NRA Loses Key Supporter Over ‘Reasonable’ Background Checks


The National Rifle Association may have won the war (or at least, round one) over gun control on Capitol Hill this week, but not at the expense of one of the group’s most powerful and staunch supporters.

Adolphus Busch IV, heir to the Busch family fortune and a 38-year member of the NRA, resigned his membership after the group’s successful lobby against the expansion of the background check system.

Though he’s absolutely a firm pro-gun advocate, avid environmentalist and hunter, Busch thinks that expanding background checks on gun purchasers is “reasonable,” reports KSDK. In a letter sent directly to NRA President David Keene, Busch explained why he chose to resign from the group’s rolls.

“It disturbs me greatly to see this rigid new direction of the NRA,” Busch wrote. “One only has to ask why the NRA reversed its original position on background checks. Was it not the NRA position to support background checks when Mr. LaPierre himself stated in 1999 that NRA saw checks as ‘reasonable’?”

Busch also noted that he’s not alone in his support of background checks, and implied that the NRA’s leadership stood in direct opposition to the will of its members.

“I fail to see how the NRA can disregard the overwhelming will of its members who see background checks as reasonable,” Busch wrote.

The NRA took a firm stance against legislation that proposed to expand background checks for gun purchasers, calling such proposals “misguided.”

Busch pointed out that the NRA should devote its strength to protecting the rights of law-abiding citizens, and failed to see how their war on background checks had anything to do with that.

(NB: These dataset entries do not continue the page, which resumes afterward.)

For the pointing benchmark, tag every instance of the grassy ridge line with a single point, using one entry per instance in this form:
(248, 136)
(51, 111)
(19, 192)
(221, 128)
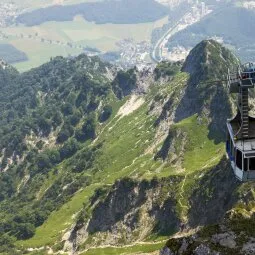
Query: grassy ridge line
(132, 249)
(125, 141)
(112, 165)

“The NRA I see today has undermined the values upon which it was established. Your current strategic focus clearly places priority on the needs of gun and ammunition manufacturers while disregarding the opinions of your 4 million individual members,” he pointedly wrote.

He concluded by stating that the NRA’s leadership works in favor of “manufacturing interests” instead of the interests of its members.

“One only has to look at the makeup of the 75-member board of directors, dominated by manufacturing interests, to confirm my point. The NRA appears to have evolved into the lobby for gun and ammunition manufacturers rather than gun owners.”

What do you think? Was the NRA right to oppose background checks?